On Sunday 3rd December, with a Spring Tide leaving the causeway to the Town dry, and after being imprisoned for forty-three days, the Commissioners made their escape. They were detected on the causeway and shot at, after several misfires, which allowed them time to get away. The three appeared in St. Peter Port as the congregation was leaving church, and the news of their escape was quickly broadcast.
Their esacpe was not a moment to late as Osborne, it seems, had just received a Royal writ ordering their execution.
Castle Cornet’s Nine Year Siege
After the order in early in 1643 by the Parliamentary Commissioners to apprehend the Lieutenant Governor, Sir Peter Osborne, to seize all fortresses and to hold the Bailiwick for Parliament, Osborne retired to Castle Cornet, his official residence, and with a handful of troops (probably about 60) and prepared to hold the Castle. During a half-hearted attack on the Castle on Thursday 29 February 1643, at least six English soldiers and one Guernseyman were killed. In retaliation Osborne threatened to bombard St. Peter Port. He fired a few guns and many of the residents evacuated the town.
Parliament, wanting the Castle intact, held back from bombarding it, preferring to starve out the garrison by cutting off supplies. However the Castle continued to be supplied by sea, most notably from Royalist Jersey.
By 1644 the siege had a routine. Osborne would be regularly summoned to yield both the Castle and himself. He would refuse. Every few months Osborne would contact Col. Carteret, the Governor of Jersey, and the English Royalists to plan the taking of Guernsey. The inhabitants would become alarmed and warships would be sent for. The ships would stand off for a while then go away. If the Royalists sent supply vessels they would be fired on as they unloaded. The Castle would reply by firing on the Town.
No serious attempt was ever made to take the Castle, and two mismanaged attacks by the Parliamentarians were easily repulsed. Some damage was however, inflicted on the Castle walls by gunfire from town. St. Peter Port, in return suffered heavily from the Castle’s guns. Peter Osborne was replaced by Sir Baldwin Wake in May 1646. Wake gave up the Castle in despair in May 1649 and absented himself without leave.

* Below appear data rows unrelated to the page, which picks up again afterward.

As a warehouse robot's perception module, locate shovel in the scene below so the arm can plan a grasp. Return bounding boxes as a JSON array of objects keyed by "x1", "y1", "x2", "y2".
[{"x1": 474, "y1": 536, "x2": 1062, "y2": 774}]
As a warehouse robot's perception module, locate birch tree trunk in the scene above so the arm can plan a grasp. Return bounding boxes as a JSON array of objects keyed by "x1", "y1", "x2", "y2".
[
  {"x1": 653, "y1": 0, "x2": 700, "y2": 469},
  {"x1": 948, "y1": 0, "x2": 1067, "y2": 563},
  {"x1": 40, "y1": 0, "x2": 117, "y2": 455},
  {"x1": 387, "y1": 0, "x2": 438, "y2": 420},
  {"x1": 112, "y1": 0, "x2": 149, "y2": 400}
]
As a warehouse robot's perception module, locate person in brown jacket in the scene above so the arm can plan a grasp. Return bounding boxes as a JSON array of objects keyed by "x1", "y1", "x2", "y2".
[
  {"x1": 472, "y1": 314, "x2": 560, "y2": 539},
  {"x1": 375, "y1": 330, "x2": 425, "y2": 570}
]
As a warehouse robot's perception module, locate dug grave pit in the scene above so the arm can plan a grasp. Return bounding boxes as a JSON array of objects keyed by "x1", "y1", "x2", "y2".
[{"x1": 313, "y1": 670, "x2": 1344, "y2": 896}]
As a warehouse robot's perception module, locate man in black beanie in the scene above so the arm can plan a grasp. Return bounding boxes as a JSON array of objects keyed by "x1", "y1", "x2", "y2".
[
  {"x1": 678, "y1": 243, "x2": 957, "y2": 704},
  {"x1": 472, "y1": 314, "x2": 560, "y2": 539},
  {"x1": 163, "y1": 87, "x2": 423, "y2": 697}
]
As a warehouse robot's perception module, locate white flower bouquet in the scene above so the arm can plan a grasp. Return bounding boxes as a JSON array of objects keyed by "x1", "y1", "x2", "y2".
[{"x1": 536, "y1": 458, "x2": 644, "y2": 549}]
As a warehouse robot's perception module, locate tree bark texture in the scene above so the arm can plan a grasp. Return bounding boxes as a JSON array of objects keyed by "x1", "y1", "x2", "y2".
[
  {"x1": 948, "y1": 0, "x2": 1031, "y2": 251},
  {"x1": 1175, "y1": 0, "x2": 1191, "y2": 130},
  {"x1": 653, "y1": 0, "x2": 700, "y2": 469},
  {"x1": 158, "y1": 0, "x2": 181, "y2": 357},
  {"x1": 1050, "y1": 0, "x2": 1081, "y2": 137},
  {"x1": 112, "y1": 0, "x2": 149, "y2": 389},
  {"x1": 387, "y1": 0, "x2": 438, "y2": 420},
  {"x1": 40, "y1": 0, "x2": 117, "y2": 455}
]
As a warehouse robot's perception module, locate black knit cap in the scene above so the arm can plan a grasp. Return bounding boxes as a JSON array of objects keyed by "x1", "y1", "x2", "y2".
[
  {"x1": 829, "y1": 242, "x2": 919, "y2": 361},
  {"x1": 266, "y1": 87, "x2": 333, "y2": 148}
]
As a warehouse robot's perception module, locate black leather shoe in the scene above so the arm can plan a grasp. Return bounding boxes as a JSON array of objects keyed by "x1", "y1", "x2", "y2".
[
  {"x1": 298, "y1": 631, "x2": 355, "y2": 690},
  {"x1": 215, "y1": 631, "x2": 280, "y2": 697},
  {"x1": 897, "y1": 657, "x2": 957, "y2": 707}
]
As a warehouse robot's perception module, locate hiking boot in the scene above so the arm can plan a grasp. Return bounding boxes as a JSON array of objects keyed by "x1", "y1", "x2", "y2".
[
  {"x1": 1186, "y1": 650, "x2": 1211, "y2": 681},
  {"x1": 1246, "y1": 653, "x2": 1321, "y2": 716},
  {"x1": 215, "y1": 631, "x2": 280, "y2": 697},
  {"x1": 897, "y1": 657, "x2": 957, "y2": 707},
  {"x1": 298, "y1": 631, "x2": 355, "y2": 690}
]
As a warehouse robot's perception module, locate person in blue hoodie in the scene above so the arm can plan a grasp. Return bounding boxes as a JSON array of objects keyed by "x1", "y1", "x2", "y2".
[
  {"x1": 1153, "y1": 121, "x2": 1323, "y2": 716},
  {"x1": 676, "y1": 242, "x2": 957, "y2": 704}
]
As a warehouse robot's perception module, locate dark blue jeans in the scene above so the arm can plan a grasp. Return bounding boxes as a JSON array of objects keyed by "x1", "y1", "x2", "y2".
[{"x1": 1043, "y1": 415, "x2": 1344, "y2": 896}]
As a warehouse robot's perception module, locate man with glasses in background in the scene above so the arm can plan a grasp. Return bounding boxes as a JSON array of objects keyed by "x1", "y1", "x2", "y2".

He was replaced in October 1649 by Col. Roger Burgess from Jersey.
In March 1651 an attack by the Militia on Castle Cornet was beaten off, with over thirty of the attacking force killed. With Charles I’s defeat at Worcester in Autumn 1651 the Royalist cause on the mainland foundered. One by one the Royalist garrisons including Jersey, surrendered, until only Castle Cornet held out. With command of the sea held by the Parliamentarian Navy, supplies to the Castle were cut off. Finally on 19th December 1651 the little band of defenders, only about 50 strong, was allowed to march out having received extremely favourable terms for the surrender of the Castle.
Even after the war was over and the Monarchy restored in 1660 after the brief period of the Commonwealth ruled over by the Lord Protector Oliver Cromwell (1649-1660), Castle Cornet’s part in this great upheaval was not over. Because of its remoteness from England, Major-General Sir John Lambert, seen by many as the successor to Cromwell as Lord Protector, was imprisoned in the Castle from 1661 to 1670.